CITY OF BERKELEY LANDMARK designated in 1998 SITE OF JOHN HINKEL LIVERY STABLE BERKELEY FARM CREAMERY COMPLEX 1900 F.E. Armstrong, Contractor, 1910 By 1900, downtown Berkeley had developed around ...

CITY OF BERKELEY LANDMARK 
designated in 1998 
SITE OF JOHN HINKEL LIVERY STABLE

BERKELEY FARM CREAMERY COMPLEX 
1900 
F.E. Armstrong, Contractor, 1910

By 1900, downtown Berkeley had developed around Shattuck Avenue, its main street. On this site,
owned by John Hinkel, stood a brick livery stable run by John Fitzpatrick, the early operator of the Ocean View
Trolley. In an era of horse-drawn transportation, the centrally located livery stable was advertised to “Furnish
at all the hours Hacks, Carriages and Coupes.” The stable had 16-foot-high brick walls and an arched entry.

 

A complex of shops and a warehouse were later built around the stable.

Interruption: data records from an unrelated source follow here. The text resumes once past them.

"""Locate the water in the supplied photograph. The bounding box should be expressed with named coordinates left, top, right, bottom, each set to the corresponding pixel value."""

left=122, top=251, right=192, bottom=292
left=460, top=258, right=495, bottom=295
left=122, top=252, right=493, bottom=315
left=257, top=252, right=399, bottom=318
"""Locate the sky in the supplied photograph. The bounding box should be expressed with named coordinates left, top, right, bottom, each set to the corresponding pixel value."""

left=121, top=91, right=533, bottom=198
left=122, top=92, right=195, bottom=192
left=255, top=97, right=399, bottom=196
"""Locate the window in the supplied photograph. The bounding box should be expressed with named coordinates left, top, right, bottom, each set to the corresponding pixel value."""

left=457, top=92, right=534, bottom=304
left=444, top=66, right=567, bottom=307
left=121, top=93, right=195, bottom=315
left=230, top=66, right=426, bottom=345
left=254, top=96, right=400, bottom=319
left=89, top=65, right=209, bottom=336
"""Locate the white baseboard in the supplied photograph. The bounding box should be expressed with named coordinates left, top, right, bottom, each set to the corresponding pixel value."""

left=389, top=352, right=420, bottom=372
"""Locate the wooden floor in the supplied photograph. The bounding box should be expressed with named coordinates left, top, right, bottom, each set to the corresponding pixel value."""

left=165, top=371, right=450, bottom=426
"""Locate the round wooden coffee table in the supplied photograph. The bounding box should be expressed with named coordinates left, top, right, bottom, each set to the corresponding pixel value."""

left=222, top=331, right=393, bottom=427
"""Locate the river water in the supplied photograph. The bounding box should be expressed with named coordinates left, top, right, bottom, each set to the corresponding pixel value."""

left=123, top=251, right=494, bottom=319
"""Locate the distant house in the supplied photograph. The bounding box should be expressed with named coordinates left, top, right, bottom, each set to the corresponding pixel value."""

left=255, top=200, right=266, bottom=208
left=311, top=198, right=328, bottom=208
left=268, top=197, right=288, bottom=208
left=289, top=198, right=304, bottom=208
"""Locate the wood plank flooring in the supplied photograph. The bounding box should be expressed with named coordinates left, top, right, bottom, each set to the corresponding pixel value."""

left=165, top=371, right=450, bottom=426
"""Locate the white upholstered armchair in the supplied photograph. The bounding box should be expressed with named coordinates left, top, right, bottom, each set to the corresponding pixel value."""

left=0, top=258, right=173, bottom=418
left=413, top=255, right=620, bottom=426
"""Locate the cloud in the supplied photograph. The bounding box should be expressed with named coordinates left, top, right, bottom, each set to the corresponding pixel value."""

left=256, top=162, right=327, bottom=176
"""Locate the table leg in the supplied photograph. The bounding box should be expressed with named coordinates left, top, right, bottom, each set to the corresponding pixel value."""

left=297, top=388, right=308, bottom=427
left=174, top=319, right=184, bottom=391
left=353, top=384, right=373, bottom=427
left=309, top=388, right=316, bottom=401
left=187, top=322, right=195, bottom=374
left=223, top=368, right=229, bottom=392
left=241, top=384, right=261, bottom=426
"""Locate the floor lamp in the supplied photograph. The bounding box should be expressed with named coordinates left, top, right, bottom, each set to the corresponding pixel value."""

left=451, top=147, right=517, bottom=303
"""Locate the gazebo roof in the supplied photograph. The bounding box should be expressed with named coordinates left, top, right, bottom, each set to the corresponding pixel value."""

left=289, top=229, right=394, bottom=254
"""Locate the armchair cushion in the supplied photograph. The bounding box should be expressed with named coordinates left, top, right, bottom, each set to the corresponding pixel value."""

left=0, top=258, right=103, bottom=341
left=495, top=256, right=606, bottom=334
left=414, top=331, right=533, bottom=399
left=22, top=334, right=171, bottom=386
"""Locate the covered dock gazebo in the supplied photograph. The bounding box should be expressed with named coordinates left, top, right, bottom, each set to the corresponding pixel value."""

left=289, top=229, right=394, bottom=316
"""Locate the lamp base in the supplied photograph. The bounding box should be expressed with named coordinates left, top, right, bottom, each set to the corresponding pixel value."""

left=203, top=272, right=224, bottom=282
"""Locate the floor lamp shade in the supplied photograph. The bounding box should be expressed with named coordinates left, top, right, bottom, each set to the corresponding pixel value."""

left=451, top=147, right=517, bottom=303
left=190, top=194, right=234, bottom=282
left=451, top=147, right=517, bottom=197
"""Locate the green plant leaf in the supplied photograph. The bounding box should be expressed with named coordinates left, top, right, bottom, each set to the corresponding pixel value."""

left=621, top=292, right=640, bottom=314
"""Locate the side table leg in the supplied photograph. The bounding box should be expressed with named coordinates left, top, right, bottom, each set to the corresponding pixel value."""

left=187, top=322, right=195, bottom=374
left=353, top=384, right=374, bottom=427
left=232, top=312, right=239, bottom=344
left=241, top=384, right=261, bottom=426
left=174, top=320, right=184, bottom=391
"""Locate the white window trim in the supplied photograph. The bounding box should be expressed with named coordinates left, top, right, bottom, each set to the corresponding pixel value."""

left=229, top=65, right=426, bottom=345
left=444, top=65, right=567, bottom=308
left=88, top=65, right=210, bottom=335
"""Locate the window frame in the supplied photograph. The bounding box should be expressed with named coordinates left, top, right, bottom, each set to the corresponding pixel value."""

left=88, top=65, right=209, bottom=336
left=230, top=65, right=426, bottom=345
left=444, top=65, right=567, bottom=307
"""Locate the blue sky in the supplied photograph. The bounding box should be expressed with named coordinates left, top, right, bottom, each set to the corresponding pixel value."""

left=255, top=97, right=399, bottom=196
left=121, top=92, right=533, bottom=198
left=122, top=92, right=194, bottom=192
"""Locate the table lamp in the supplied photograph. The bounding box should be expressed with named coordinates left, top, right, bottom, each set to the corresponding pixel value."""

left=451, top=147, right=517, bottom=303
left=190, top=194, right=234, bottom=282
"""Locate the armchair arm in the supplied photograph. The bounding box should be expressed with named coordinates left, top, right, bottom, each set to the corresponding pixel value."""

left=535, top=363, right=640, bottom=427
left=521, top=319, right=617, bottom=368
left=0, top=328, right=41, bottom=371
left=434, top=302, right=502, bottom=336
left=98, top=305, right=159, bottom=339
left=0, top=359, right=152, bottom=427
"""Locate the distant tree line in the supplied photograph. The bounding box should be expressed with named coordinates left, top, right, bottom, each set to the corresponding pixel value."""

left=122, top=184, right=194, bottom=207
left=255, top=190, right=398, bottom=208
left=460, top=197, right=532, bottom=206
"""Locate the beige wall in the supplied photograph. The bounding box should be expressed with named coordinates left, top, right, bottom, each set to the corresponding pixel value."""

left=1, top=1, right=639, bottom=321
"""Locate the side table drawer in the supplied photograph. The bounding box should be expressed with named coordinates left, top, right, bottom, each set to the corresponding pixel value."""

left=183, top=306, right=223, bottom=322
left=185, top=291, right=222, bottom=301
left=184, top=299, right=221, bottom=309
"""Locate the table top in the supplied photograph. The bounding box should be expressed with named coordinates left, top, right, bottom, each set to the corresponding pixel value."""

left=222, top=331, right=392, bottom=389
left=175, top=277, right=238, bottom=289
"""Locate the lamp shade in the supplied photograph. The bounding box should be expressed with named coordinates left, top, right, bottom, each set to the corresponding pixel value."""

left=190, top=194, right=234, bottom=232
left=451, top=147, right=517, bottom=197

In 1910, the Berkeley Farm
Creamery (not to be confused with Berkeley Farms of south Berkeley) occupied the site. The
creamery sold dairy products from nearby farms, including the Such Ranch in Strawberry
Canyon. Berkeley’s Red Cross, the first on the West Coast (organized in 1898 to aid in
the Spanish-American War), purchased the site in 1936 for its headquarters. Although
most of the complex was demolished in 1998, segments of the 1910 brick
warehouse remained on the adjacent site.